Let $T = \left({S, \tau}\right)$ be a topological space.

Let $\mathcal F$ be a filter on $S$.

Let $x \in S$.


Then $x$ is a limit point of $\mathcal F$ if and only if there exists a superfilter $\mathcal F'$ of $\mathcal F$ on $S$ which converges to $x$.


Proof

Let $x$ be a limit point of $\mathcal F$.

Define:

$\mathcal B := \left\{{F \cap U : F \in \mathcal F \text{ and } U \text{ is a neighborhood of } x}\right\}$

Then $\mathcal B$ is filter basis by definition.

Let $\mathcal F'$ be the corresponding generated filter.

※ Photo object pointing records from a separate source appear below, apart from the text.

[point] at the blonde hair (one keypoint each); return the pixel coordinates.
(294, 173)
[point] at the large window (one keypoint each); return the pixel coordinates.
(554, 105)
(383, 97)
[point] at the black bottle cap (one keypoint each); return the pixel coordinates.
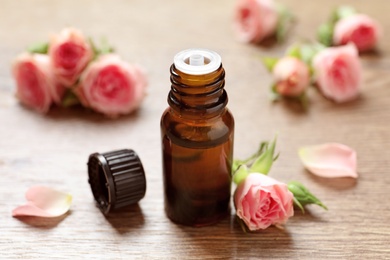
(117, 179)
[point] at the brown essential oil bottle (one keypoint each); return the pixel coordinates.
(197, 140)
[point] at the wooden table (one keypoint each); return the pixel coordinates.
(53, 149)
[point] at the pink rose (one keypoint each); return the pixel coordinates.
(112, 86)
(359, 29)
(292, 76)
(262, 201)
(36, 86)
(338, 72)
(255, 20)
(70, 53)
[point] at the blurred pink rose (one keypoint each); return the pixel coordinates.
(338, 72)
(359, 29)
(112, 86)
(262, 201)
(292, 76)
(36, 85)
(255, 20)
(70, 53)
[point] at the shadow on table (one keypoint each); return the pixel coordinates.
(228, 240)
(126, 219)
(343, 183)
(78, 112)
(43, 223)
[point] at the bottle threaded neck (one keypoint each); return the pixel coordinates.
(198, 95)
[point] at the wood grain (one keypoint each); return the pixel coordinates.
(53, 149)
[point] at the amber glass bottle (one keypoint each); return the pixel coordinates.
(197, 140)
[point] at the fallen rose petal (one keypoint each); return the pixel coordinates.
(44, 202)
(330, 160)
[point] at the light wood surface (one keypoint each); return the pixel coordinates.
(53, 149)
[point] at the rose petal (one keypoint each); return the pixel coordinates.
(44, 202)
(329, 160)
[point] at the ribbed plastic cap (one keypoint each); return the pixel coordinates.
(117, 179)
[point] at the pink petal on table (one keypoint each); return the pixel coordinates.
(44, 202)
(330, 160)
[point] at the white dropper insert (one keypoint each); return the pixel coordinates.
(197, 61)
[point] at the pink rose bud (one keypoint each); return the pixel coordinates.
(262, 201)
(338, 72)
(70, 53)
(291, 76)
(359, 29)
(36, 86)
(255, 20)
(112, 86)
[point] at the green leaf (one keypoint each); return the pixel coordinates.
(264, 162)
(303, 195)
(40, 47)
(325, 34)
(298, 204)
(241, 173)
(344, 11)
(270, 63)
(285, 19)
(304, 101)
(70, 99)
(94, 48)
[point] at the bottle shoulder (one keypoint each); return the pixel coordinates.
(199, 131)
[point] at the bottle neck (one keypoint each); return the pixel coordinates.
(198, 96)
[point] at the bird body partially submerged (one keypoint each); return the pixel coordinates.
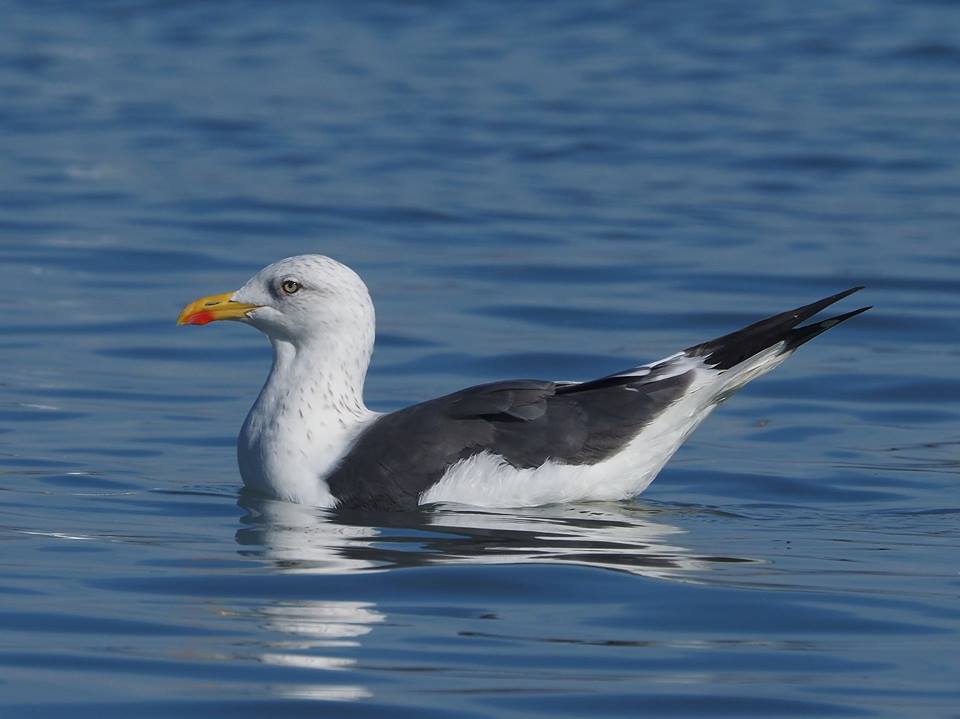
(309, 438)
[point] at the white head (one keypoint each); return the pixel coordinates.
(301, 300)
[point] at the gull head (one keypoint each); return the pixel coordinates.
(300, 299)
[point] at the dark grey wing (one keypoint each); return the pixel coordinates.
(526, 422)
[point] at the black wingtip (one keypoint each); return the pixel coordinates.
(729, 350)
(800, 335)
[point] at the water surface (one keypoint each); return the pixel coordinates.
(529, 190)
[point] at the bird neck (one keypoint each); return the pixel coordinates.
(323, 376)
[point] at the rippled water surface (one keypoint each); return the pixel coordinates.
(546, 189)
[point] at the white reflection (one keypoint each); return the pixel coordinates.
(317, 633)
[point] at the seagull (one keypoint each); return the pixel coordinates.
(309, 438)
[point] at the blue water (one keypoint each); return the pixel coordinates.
(530, 189)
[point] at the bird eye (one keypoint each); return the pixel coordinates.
(290, 286)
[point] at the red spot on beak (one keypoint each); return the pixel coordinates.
(200, 318)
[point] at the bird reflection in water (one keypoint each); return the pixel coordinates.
(619, 536)
(321, 634)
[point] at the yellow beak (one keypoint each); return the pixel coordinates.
(215, 307)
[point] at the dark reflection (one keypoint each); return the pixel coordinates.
(621, 536)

By construction we have $\mathcal F \subseteq \mathcal F'$ and $U \in \mathcal F'$ for every neighborhood $U$ of $x$.

Thus $\mathcal F'$ converges to $x$.

$\Box$


Let there be a filter $\mathcal F'$ on $X$ satisfying $\mathcal F \subseteq \mathcal F'$ which converges to $x$.

Let $U \subseteq X$ be a neighborhood of $x$.

Let $F \in \mathcal F$.

Then:

$U, F \in \mathcal F'$

and therefore:

$U \cap F \in \mathcal F'$

Because $\varnothing \notin \mathcal F'$ it follows that:

$U \cap F \ne \varnothing$

This holds for any neighborhood $U$ of $x$.

Hence $x$ is a limit point of $F$.

Therefore:

$x \in \overline F$

Because this holds for all $F \in \mathcal F$:

$\displaystyle x \in \bigcap \left\{{\overline F : F \in \mathcal F}\right\}$

and so $x$ is a limit point of $\mathcal F$.

$\blacksquare$